High-Altitude Pulmonary Edema (HAPE)
HAPE is the leading cause of death from altitude illness. It involves the accumulation of fluid in the lungs a physiological response to hypoxia in which pulmonary blood vessels constrict unevenly, causing pressure buildups that force fluid through vessel walls into lung tissue. The result is a progressive drowning from the inside.
Early HAPE presents as reduced exercise tolerance and a dry cough. Advanced HAPE produces a gurgling breath, pink frothy sputum, and cyanosis the characteristic blue-grey tinge of oxygen-starved skin. Like HACE, the primary treatment is immediate descent. Supplemental oxygen, if available, can stabilise a climber long enough to descend safely. The drug nifedipine is used to reduce pulmonary artery pressure and is carried on virtually all serious high-altitude expeditions.

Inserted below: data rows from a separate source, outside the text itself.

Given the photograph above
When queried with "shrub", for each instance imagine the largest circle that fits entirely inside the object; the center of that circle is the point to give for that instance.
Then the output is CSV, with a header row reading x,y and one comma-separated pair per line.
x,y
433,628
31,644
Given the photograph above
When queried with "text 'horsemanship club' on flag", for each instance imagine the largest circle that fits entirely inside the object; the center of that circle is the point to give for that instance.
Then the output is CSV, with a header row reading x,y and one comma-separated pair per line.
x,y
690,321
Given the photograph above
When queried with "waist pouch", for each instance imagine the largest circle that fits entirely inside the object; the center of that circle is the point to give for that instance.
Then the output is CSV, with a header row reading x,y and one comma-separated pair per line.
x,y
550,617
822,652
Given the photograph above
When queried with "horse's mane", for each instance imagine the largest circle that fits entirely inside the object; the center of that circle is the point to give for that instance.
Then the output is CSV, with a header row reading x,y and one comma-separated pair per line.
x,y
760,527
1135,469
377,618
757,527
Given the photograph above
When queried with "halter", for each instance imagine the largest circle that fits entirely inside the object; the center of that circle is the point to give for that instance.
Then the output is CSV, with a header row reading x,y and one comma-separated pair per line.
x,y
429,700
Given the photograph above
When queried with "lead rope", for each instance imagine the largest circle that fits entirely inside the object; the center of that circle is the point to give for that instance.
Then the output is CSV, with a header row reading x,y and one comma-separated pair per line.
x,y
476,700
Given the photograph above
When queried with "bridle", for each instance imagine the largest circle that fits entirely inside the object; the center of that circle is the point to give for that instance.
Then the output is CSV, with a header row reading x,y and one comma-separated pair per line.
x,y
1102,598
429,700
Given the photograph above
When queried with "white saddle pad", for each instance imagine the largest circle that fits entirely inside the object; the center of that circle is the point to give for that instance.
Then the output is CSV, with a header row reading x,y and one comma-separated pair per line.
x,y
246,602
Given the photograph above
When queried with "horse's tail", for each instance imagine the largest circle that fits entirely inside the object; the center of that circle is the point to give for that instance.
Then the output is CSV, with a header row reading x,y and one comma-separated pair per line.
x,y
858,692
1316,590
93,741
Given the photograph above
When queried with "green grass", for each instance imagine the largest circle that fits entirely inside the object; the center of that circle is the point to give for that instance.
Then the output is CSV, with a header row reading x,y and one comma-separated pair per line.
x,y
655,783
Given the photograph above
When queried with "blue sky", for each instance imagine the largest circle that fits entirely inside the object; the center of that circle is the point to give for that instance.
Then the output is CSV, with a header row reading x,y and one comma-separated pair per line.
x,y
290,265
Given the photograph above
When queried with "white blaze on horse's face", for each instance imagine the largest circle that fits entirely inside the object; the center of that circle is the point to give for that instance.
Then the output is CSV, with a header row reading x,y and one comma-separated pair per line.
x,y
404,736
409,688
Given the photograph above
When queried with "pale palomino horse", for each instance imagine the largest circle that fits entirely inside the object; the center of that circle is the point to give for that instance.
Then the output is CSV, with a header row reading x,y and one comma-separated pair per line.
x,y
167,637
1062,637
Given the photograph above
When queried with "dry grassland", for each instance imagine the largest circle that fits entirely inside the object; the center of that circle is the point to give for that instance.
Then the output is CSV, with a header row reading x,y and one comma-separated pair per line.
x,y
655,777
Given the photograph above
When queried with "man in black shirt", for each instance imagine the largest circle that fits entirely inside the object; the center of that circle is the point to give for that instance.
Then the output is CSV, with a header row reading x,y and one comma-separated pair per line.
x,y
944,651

Supplemental Oxygen: What It Does and Doesn't Do
Most climbers on Everest use supplemental oxygen above approximately 7,000–7,500 metres. A standard flow rate of 2–4 litres per minute effectively reduces the physiological altitude experience by approximately 1,000–1,500 metres meaning that a climber at 8,848 metres breathing oxygen at 3 litres per minute is experiencing conditions roughly equivalent to 7,300–7,800 metres without oxygen.
This is significant but not transformative. The climber is still operating in conditions well beyond the safe physiological threshold. Supplemental oxygen reduces the severity of hypoxic impairment, slows the onset of fatigue, and reduces the risk of HACE and HAPE but it does not eliminate any of these risks. Running out of oxygen above 8,000 metres is a medical emergency.
The Body After Everest
Climbers who return from Everest are typically physiologically depleted in ways that take months to fully reverse. Weight loss of 5–15 kg over a 60-day expedition is common. Muscle mass decreases significantly above 6,000 metres as the body catabolises protein for fuel. The immune system, suppressed by sustained stress and extreme cold, often allows opportunistic infections to take hold after descent.

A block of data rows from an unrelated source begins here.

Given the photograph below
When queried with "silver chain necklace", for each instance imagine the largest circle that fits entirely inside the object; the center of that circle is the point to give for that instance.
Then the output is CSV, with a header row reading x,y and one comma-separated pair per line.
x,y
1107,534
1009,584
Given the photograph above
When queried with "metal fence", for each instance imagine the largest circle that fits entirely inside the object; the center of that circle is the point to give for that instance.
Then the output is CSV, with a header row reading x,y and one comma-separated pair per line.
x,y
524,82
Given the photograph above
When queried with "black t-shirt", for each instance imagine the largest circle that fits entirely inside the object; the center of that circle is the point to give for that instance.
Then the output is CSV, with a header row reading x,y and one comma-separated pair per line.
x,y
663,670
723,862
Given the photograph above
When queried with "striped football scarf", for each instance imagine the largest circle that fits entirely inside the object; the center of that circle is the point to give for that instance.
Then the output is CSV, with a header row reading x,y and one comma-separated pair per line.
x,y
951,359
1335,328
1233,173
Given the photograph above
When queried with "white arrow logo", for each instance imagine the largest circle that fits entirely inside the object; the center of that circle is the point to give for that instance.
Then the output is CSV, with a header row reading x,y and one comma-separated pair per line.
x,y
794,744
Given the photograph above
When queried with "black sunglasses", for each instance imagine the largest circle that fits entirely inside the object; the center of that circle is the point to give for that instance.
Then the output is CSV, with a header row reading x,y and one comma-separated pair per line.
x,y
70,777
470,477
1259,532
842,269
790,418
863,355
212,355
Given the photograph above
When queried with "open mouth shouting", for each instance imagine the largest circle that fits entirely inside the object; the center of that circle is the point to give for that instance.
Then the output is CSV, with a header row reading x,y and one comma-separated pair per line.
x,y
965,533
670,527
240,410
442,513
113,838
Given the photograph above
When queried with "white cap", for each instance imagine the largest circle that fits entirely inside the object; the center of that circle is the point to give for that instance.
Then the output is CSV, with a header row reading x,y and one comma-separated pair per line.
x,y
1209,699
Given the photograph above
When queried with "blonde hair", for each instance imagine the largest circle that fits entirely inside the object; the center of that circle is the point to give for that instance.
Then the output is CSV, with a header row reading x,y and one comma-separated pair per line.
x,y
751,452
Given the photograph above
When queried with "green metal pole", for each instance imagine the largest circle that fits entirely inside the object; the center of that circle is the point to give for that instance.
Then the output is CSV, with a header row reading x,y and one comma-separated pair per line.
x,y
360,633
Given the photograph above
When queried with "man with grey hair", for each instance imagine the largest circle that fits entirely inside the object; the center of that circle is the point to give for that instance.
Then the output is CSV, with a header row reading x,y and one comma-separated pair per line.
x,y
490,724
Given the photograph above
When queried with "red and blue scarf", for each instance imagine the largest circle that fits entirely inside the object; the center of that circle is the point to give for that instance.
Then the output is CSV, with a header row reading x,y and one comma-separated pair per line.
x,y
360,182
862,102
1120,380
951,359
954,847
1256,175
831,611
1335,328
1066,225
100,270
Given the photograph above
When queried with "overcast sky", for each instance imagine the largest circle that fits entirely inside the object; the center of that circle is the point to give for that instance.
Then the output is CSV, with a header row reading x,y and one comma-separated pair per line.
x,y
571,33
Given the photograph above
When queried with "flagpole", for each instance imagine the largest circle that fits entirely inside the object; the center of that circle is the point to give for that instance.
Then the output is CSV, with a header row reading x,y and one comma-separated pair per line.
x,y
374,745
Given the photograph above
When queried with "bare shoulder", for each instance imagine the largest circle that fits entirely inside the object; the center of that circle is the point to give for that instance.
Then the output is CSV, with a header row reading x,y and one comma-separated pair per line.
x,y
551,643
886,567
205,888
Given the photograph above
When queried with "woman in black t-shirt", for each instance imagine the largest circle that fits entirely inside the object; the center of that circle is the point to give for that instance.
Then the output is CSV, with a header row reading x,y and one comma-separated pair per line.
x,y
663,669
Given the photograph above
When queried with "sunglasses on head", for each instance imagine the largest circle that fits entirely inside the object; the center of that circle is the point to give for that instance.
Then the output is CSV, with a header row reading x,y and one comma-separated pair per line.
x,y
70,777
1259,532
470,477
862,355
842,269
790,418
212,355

The brain may also carry subtle, long-term changes. Neuroimaging studies of high-altitude climbers have documented measurable white matter abnormalities in a proportion of subjects — the neurological signature of repeated hypoxic exposure. The evidence here is still being evaluated, but it has changed the way serious climbers think about frequency and duration of extreme-altitude exposure.
The death zone does not allow humans to live in it. It only allows them to pass through briefly, carefully, and at considerable cost.